OAKLAND -- The Metropolitan Horsemen's Association -- now in its 75th year in Oakland -- hosted a meet and greet at the Anthony Chabot Equestrian Center on Skyline Boulevard on Sunday, when a busy schedule was announced for the coming year.

The equestrian center, which is home to about 70 privately owned horses and boasts outdoor and indoor arenas, is one of eight stables owned by the East Bay Regional Park District.

On the immediate agenda this spring are two work parties to clean up the Sequoia Arena in Joaquin Miller Park, where MHA holds horse jumping, hunting, schooling and dressage shows throughout the year. The Sequoia Arena is celebrating its 65th year since then-Oakland Mayor Frank Mott broke ground on the facility, which includes a clubhouse, in 1948.

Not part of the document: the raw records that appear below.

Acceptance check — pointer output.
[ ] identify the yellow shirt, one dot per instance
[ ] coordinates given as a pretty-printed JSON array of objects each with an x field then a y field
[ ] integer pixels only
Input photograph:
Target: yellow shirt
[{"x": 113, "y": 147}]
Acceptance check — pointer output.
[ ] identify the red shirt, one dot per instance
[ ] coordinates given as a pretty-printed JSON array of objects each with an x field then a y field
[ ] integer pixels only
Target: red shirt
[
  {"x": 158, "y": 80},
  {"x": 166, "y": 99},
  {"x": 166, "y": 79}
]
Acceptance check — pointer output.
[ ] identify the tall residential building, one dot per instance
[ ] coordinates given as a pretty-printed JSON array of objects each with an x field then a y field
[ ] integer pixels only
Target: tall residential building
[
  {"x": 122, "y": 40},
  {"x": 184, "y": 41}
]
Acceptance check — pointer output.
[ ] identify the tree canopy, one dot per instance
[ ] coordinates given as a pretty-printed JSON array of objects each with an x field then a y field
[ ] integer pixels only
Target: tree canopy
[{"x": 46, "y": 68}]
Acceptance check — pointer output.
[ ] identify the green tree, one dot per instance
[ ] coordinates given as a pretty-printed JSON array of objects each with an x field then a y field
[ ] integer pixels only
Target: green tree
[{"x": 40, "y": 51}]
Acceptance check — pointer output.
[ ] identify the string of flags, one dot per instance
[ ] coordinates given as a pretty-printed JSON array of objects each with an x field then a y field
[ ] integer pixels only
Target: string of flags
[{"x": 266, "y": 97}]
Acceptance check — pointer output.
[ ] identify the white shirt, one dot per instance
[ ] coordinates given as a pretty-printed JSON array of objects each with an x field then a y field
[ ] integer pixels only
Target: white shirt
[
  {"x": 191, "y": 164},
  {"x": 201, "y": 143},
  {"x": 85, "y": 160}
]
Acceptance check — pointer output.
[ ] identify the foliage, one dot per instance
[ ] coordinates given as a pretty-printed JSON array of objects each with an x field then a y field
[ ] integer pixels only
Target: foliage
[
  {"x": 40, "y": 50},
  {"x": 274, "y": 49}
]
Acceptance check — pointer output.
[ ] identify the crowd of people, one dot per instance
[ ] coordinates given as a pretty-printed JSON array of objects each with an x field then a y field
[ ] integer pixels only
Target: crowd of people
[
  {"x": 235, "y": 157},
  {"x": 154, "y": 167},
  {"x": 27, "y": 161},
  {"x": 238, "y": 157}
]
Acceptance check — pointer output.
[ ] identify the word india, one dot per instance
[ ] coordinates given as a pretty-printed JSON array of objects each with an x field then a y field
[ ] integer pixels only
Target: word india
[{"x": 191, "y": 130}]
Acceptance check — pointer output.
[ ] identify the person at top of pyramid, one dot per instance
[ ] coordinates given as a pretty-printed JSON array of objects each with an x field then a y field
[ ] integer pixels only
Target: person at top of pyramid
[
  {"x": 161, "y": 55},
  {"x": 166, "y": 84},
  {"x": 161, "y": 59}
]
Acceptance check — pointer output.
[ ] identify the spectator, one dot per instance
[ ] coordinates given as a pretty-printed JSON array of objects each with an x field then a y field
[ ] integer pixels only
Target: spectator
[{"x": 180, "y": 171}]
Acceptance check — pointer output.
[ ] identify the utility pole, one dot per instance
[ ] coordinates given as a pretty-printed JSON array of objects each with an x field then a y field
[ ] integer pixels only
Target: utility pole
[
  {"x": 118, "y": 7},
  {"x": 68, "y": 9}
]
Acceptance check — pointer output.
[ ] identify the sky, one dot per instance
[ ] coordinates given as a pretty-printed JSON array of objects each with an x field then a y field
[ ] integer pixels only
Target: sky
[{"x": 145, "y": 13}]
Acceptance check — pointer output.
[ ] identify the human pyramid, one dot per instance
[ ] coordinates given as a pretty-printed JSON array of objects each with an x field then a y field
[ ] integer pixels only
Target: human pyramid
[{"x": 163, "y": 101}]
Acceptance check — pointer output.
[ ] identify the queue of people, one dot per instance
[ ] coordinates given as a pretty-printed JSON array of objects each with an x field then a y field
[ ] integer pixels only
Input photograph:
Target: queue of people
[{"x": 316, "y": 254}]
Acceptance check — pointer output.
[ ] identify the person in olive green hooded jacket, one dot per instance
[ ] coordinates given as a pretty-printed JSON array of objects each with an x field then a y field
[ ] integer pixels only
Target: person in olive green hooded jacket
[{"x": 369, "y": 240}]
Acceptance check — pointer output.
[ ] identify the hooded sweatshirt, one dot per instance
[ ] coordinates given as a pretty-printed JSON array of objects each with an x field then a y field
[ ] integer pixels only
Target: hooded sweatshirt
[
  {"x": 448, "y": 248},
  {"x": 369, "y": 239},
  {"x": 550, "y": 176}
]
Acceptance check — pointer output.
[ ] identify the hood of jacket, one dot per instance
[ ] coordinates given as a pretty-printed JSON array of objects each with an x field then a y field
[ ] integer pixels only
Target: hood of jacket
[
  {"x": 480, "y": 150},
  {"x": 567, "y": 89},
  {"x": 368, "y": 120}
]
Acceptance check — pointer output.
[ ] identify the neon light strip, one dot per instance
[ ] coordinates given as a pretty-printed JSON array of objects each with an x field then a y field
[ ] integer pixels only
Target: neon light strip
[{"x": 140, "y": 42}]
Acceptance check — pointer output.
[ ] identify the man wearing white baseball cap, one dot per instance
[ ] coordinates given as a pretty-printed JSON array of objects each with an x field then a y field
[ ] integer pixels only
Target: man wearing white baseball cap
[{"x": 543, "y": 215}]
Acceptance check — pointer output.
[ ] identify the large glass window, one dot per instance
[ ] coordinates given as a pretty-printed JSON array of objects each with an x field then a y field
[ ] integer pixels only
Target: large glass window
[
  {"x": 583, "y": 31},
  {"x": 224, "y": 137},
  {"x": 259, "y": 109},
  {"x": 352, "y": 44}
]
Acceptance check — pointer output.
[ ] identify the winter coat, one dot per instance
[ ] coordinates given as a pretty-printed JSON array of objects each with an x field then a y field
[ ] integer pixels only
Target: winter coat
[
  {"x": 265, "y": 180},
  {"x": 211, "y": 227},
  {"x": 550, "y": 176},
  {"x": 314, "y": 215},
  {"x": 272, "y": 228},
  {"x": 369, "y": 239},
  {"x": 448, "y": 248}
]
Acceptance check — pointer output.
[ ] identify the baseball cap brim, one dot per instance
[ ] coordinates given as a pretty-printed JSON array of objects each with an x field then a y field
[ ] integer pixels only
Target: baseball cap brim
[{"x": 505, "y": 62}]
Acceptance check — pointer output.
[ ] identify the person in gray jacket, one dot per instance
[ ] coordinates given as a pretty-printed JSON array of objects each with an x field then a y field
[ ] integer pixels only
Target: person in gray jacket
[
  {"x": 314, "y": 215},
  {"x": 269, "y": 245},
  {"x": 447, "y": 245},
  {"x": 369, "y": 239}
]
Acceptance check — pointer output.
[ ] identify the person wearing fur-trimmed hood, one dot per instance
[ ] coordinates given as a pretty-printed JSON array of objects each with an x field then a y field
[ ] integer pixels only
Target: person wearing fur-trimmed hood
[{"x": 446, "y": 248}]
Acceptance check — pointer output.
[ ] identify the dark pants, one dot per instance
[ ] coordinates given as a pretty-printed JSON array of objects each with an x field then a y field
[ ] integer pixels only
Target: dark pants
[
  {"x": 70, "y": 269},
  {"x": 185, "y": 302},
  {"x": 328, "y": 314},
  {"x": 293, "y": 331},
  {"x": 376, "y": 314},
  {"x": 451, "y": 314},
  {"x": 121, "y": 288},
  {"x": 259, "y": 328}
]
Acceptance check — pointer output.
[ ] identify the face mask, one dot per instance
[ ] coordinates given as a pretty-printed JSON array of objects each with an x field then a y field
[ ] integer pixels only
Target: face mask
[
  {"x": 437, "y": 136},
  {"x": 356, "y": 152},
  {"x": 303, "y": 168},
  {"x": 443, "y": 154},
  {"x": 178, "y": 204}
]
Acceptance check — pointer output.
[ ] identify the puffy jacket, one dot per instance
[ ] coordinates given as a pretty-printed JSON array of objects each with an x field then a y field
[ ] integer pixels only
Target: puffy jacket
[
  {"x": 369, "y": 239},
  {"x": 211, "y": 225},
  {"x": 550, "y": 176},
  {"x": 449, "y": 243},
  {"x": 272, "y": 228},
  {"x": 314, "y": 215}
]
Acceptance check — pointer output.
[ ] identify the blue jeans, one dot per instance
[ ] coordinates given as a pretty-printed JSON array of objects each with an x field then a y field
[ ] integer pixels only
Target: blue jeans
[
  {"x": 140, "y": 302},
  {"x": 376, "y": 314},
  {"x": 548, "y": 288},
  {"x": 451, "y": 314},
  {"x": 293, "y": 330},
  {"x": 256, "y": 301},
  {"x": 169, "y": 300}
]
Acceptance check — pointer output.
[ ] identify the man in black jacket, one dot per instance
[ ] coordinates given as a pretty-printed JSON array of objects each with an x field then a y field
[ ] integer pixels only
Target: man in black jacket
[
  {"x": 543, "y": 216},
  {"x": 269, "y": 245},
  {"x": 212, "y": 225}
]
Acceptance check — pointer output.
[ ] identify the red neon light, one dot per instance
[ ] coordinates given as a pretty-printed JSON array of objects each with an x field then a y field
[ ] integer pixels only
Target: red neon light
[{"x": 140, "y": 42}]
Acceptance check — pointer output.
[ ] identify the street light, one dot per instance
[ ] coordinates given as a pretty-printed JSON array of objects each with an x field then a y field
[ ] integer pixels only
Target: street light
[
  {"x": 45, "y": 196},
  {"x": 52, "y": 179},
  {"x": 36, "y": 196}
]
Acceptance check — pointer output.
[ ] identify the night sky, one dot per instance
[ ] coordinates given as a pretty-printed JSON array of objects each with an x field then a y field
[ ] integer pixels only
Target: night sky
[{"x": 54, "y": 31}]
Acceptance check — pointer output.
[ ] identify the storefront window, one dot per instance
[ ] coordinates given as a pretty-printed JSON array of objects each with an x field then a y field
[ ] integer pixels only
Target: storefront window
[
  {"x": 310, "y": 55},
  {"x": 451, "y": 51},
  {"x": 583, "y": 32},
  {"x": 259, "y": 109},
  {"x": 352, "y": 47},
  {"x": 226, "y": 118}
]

"The arena property is owned by the city of Oakland, but MHA is the contact for events there," said MHA member Michelle Burrill, who said horsemanship has a long and colorful history in Oakland.

Melanie Diamond, MHA's board president, greeted the audience of about 30 people at the open house, which was held in the old barn. She said MHA welcomes new members and volunteers, especially at horse shows.

"We need volunteers of all ages, such as kids who might need community service hours for school," Diamond said.

Some children sign up with an owner to "sponsor" a horse. The equestrian center provides an opportunity for kids to groom, feed and ride the horses -- without the expense of owning one.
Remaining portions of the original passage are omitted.